Wednesday, November 24, 2010

Texas Fried Turkey with Cinnamon Chile Rub

The Background

I take no credit for this recipe, this incredibly delicious, insanely flavorful, and down right amazing recipe. I have however used it very successfully for several years now and take great pride in cooking up a great bird whenever the opportunity arises. I got the recipe from Texas Monthly a couple of years ago, who got it from Grady Spears, a chef at Reata, and published in the Wild Turkey edition of Texas Monthly in 1998. So with proper credit given, let's cook!

The Ingredients


1 turkey cooker with a propane burner
(also called a catfish cooker or crawfish boiler)
1 36- to 40-quart stockpot and basket
1 large turkey injector with needle
1 deep-fryer thermometer or candy thermometer
elbow-length oven mitts

 Cinnamon-Chile Rub

1/2 cup cinnamon
1/2 cup pasilla or other red chile powder
1/2 cup brown sugar
1/2 cup kosher salt

Combine all ingredients and mix well.


4 to 6 gallons peanut oil (depending on size of stockpot and turkey)
3 1/2 cups chicken stock (two 14.5-ounce cans)
1/2 cup Tabasco sauce
1 turkey, 12 to 15 pounds (insides removed)
2 cups cinnamon-chile rub (recipe above)

Making It Work

Place the peanut oil in the stockpot on the turkey cooker and preheat to 350 degrees. Meanwhile, in a bowl combine the chicken stock and Tabasco. Place the turkey in a shallow pan or bowl. Fill the syringe with stock mixture, inject all parts of the turkey (legs, breast, thighs), and then thoroughly coat the outside of the turkey with the cinnamon-chile rub. When the oil reaches 350 degrees, place the turkey in the basket and, wearing oven mitts, carefully lower it into the stockpot. Cook for 3 1/2 minutes per pound (for example, a 12-pound turkey will be done in 42 minutes). Remove the turkey from the oil and drain well. Place it on your favorite platter and carve away.

Helpful Hints
1. To determine how much oil you need, put the uncooked turkey in the stockpot and cover with water. Measure the water and use the same amount of oil. (The cooks at Reata use a 40-quart stockpot and 6 gallons of oil.)
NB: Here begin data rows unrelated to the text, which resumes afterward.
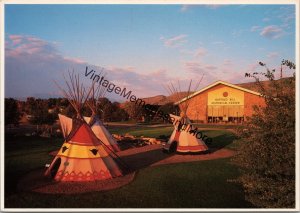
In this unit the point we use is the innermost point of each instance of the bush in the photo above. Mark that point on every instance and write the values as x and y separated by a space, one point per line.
267 152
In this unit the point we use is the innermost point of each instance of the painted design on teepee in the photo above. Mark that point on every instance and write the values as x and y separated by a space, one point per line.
182 139
75 161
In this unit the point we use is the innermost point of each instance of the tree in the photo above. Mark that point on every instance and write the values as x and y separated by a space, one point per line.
12 113
266 155
134 111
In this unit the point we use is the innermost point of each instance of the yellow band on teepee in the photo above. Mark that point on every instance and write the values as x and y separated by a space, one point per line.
79 151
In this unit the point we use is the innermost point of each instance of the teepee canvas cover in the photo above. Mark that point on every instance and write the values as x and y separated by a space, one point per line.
101 133
83 158
181 139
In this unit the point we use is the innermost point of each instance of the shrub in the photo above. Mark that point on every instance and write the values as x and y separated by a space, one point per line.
266 155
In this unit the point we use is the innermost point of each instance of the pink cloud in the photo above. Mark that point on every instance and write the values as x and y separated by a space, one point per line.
272 32
200 52
175 41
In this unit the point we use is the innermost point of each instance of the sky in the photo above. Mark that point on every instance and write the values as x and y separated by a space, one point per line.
142 47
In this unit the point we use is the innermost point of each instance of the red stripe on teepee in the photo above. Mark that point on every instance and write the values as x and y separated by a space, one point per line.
84 136
177 134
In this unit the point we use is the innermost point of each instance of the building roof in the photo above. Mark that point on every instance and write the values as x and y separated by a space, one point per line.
214 84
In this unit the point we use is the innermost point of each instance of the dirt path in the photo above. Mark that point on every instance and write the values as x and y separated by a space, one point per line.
152 155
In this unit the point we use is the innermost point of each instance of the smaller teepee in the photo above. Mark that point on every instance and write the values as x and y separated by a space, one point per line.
82 156
96 124
181 140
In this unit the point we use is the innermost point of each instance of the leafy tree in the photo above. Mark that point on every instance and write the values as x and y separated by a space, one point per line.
134 111
12 112
266 154
40 113
118 114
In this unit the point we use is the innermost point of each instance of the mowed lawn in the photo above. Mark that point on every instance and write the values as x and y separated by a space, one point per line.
203 184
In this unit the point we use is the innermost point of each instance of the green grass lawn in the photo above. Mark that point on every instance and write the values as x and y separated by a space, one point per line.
196 184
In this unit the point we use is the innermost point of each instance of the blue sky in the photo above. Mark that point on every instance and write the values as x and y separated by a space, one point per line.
143 47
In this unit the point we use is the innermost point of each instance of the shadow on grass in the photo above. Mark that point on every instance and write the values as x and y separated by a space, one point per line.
144 159
220 141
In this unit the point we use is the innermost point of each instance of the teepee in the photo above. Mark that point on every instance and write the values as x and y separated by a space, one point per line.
82 156
181 140
96 124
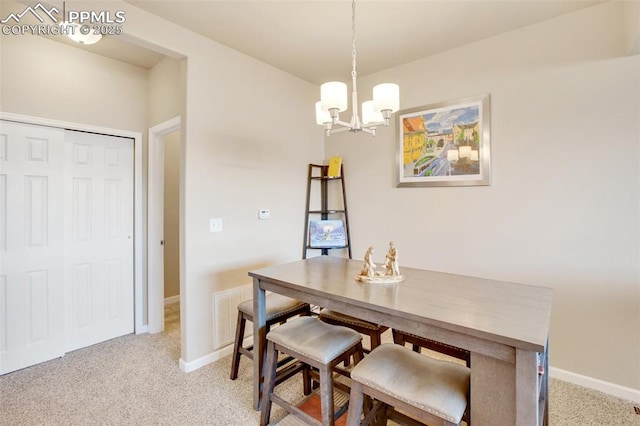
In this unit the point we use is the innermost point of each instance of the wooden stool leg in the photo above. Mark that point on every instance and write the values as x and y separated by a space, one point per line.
355 405
306 380
235 359
375 340
326 395
269 383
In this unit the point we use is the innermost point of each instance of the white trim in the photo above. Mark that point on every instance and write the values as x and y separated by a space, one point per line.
596 384
155 221
171 300
188 367
139 261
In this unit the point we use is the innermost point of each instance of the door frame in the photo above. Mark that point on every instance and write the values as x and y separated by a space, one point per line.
155 222
139 266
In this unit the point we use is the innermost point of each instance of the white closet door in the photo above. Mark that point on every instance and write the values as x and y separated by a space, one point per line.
31 245
98 259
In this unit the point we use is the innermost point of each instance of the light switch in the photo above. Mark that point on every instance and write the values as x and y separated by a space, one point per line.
215 224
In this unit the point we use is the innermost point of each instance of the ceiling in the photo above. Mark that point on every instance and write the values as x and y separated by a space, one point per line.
312 39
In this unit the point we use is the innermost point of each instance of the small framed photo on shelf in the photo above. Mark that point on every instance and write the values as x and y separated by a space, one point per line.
326 234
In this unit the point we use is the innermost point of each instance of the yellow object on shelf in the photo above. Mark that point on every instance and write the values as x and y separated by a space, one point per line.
335 164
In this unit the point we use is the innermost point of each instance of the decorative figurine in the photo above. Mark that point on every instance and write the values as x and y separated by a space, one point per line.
391 274
391 261
369 268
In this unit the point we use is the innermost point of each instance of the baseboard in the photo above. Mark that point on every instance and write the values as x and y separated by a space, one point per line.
596 384
188 367
171 300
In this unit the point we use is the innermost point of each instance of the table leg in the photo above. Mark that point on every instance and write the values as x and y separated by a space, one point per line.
493 391
259 340
527 396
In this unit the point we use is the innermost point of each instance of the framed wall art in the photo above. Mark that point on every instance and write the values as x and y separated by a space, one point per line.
445 144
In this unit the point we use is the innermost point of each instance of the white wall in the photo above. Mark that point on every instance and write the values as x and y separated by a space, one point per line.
248 134
563 206
44 78
631 12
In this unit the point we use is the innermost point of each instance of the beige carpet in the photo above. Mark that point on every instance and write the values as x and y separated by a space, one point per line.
135 380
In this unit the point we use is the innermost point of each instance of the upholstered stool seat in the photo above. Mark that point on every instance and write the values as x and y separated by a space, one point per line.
372 330
278 309
316 344
428 389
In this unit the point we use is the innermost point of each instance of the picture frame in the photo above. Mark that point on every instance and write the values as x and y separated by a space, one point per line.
327 233
445 144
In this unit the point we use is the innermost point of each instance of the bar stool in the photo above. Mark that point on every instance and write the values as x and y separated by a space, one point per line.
318 345
372 330
279 309
401 337
427 389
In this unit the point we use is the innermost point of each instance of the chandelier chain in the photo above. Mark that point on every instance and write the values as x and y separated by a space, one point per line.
353 39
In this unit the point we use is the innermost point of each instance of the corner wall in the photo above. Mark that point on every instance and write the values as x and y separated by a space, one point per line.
562 209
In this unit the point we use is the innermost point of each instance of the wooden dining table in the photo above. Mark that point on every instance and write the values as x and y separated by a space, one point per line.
504 325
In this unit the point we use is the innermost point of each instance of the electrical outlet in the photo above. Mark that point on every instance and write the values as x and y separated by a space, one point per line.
215 224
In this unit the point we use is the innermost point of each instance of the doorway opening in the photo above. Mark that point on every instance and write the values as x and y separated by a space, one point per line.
164 201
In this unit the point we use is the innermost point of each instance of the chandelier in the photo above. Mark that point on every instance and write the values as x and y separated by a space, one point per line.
333 100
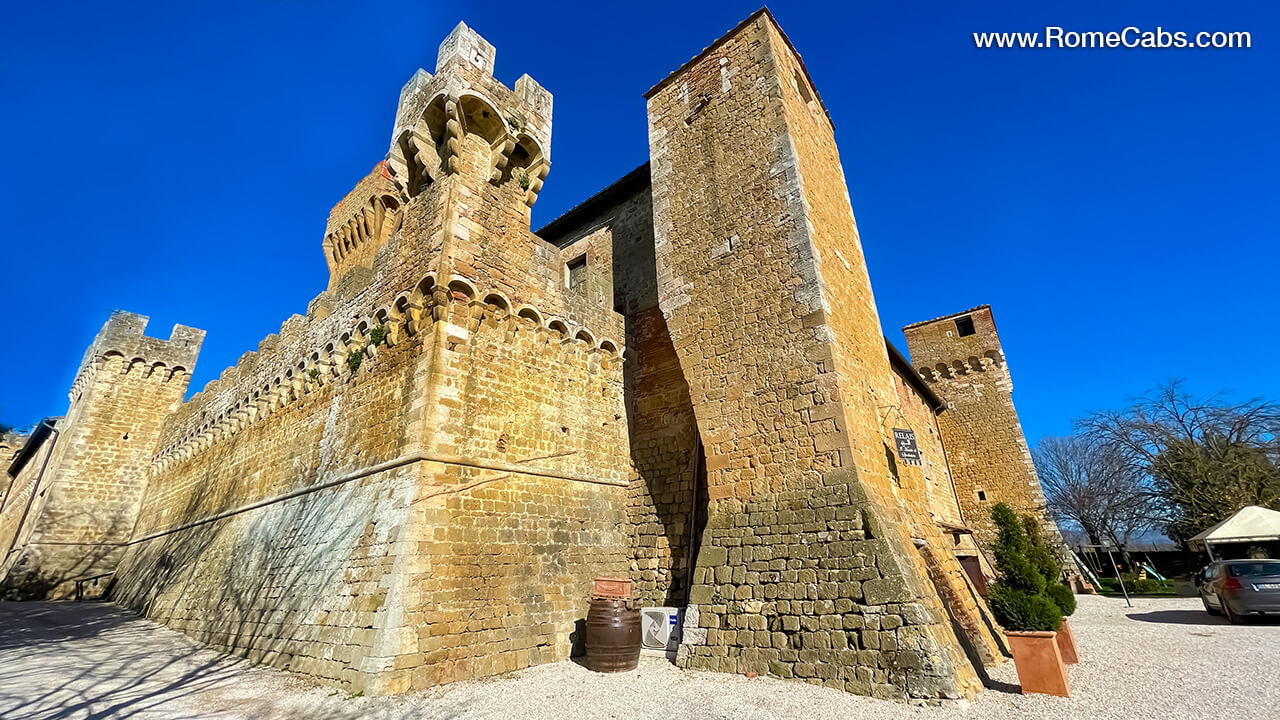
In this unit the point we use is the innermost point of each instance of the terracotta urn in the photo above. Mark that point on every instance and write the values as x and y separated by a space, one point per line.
1038 661
1066 643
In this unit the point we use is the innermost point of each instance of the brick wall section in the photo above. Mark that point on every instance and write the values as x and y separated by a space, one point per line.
398 542
805 568
667 482
90 496
984 441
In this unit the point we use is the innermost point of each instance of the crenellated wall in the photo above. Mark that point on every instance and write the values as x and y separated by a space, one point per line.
960 356
435 447
73 514
682 379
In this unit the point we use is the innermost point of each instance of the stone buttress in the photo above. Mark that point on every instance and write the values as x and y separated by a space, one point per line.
807 565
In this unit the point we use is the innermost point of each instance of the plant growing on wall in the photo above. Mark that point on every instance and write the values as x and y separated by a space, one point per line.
1020 600
355 358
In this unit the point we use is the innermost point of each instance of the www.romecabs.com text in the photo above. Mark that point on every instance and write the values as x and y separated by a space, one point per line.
1130 37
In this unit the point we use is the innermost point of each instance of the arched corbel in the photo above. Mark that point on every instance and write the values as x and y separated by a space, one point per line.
536 174
501 155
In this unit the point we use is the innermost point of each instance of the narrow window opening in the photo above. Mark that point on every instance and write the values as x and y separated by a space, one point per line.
575 270
803 87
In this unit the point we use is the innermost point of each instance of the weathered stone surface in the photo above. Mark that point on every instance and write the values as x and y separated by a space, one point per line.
682 381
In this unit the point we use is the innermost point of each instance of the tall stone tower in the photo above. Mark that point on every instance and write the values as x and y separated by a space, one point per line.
808 552
960 356
71 516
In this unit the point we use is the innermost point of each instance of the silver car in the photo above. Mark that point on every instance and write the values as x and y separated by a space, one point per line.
1240 587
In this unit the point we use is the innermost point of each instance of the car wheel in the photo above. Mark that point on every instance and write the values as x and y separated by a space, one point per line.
1210 610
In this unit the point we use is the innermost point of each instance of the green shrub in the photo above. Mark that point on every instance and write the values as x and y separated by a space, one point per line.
1019 598
1022 610
1063 597
355 358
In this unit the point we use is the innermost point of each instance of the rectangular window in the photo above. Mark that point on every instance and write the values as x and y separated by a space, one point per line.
575 270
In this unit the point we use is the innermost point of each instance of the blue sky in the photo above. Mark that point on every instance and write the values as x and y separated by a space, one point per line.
1118 208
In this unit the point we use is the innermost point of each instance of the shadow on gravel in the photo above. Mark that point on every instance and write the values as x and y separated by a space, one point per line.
1011 688
62 660
1197 618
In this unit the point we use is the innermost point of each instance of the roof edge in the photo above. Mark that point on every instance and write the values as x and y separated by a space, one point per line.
763 12
984 306
904 367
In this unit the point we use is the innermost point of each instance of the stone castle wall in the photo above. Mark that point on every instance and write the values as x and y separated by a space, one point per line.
682 381
807 566
666 505
416 482
986 447
88 497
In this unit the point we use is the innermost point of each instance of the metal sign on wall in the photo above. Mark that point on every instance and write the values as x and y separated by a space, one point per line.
906 449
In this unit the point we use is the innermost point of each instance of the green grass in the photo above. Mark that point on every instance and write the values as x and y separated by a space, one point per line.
1111 588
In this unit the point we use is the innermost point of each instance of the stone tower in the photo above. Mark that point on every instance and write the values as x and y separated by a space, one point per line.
808 552
87 497
960 356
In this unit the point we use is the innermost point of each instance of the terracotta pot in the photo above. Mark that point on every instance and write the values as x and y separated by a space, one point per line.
1040 665
1066 643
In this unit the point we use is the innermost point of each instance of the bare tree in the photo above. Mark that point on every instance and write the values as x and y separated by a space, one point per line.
1092 484
1205 458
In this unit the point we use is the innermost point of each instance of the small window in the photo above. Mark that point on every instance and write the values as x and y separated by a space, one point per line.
575 270
803 87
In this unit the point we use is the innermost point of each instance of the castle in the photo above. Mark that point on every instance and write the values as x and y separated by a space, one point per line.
682 381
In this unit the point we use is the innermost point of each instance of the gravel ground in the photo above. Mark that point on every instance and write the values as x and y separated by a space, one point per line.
1164 659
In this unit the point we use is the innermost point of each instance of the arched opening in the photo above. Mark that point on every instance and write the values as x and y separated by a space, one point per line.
497 301
530 314
462 290
480 118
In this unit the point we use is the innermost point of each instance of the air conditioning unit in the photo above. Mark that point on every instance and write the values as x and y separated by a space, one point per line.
659 629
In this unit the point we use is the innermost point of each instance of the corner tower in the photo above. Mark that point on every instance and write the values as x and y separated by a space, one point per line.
80 510
807 566
961 359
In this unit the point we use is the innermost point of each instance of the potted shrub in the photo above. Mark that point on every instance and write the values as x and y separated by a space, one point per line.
1022 604
1055 588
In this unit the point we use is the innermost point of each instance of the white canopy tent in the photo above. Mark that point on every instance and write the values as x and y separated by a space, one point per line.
1251 524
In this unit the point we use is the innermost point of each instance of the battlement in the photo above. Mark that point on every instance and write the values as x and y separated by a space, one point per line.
437 113
280 370
361 222
955 340
123 337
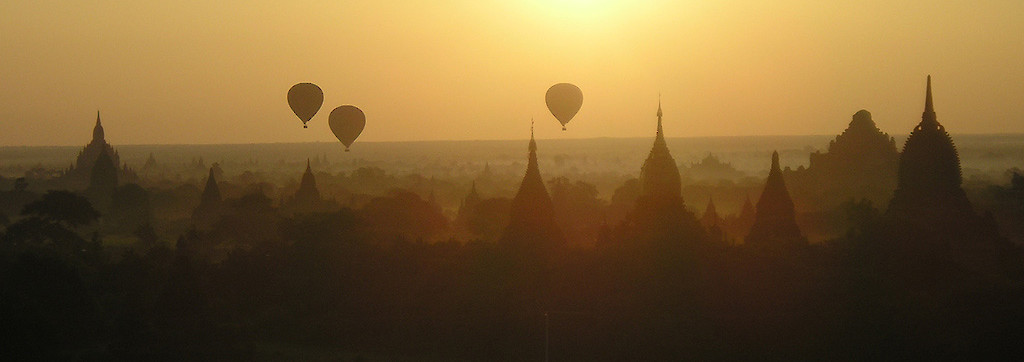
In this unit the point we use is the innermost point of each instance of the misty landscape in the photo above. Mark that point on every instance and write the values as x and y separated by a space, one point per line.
567 180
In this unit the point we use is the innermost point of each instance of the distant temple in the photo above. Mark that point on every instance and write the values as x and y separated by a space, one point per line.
78 175
775 222
531 219
102 179
659 210
468 206
929 195
713 223
307 197
210 206
711 217
860 164
659 176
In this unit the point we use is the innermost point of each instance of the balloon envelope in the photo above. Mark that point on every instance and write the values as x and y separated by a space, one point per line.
564 101
305 100
347 122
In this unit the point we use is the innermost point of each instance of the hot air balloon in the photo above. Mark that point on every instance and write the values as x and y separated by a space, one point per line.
347 122
305 100
564 101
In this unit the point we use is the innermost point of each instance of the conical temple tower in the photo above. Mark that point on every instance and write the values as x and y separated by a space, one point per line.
531 219
210 205
659 175
307 193
929 195
775 221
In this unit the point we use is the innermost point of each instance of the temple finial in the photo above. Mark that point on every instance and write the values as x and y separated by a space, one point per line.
929 107
659 116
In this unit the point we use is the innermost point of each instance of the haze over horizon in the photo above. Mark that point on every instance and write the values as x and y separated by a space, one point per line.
170 73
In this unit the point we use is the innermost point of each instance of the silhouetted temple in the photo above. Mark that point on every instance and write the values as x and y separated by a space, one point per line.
748 214
79 173
307 197
531 218
102 177
711 217
210 205
775 222
860 164
929 195
659 209
659 176
469 204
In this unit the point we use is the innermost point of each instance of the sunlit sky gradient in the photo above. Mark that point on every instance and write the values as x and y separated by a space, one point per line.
217 72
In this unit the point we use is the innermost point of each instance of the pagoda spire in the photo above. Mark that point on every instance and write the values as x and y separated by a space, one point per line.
928 118
929 106
97 132
659 131
659 175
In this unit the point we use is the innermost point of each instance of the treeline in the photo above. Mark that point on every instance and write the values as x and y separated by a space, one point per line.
343 284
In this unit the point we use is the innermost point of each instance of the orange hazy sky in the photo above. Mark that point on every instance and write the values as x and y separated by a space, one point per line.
218 72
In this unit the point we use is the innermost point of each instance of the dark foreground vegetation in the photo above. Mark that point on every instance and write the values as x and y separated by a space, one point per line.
329 282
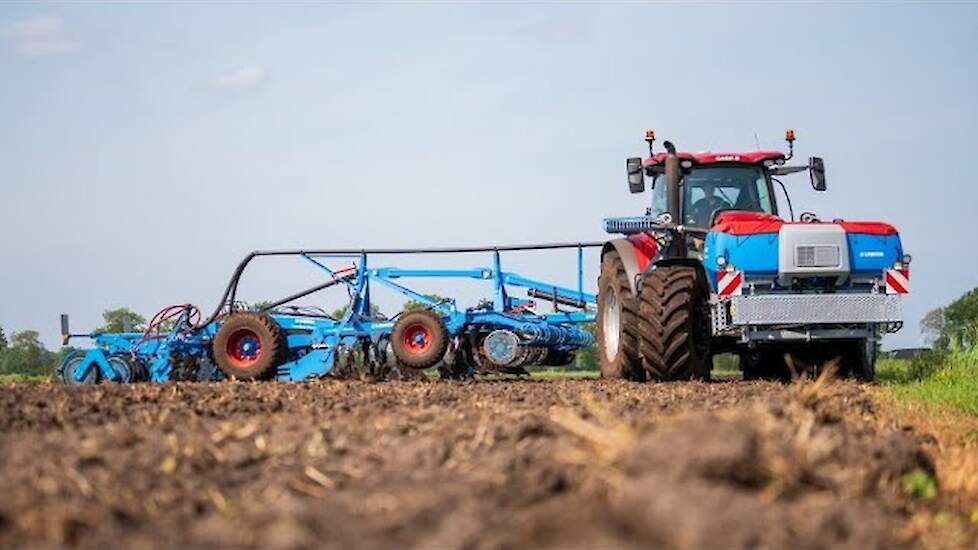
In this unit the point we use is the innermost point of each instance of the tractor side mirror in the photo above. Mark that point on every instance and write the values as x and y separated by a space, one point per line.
816 167
636 175
65 332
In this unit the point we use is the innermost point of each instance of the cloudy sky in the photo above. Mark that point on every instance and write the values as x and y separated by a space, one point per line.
145 148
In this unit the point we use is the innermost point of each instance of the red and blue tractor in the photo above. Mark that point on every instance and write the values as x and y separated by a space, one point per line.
716 265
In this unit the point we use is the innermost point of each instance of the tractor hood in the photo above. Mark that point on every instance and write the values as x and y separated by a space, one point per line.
749 223
764 245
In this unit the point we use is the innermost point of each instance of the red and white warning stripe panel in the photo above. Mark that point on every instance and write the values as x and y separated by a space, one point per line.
897 281
730 283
2. Large containers of peanut oil are available at Sam’s Club, Randalls, Wal-Mart, and Albertson’s.

3. Turkey cookers with pots and propane burners can be bought at large supermarkets, sporting goods stores, restaurant suppliers, building-supply stores, and hardware stores, but availability is unpredictable. A spot-check found them at some Academy Sports and Outdoors stores, Albertson’s food stores, and Builders Square, among others. Injectors are available at cookware stores, department stores, and some of the outlets mentioned above. If you don’t have a cooker and stockpot and don’t want to buy them, they can be rented at party supply stores.

4. The injector is easier to fill if you remove the needle.

5. The oil may be strained to remove food particles and reused. It may also be disposed of with regular garbage.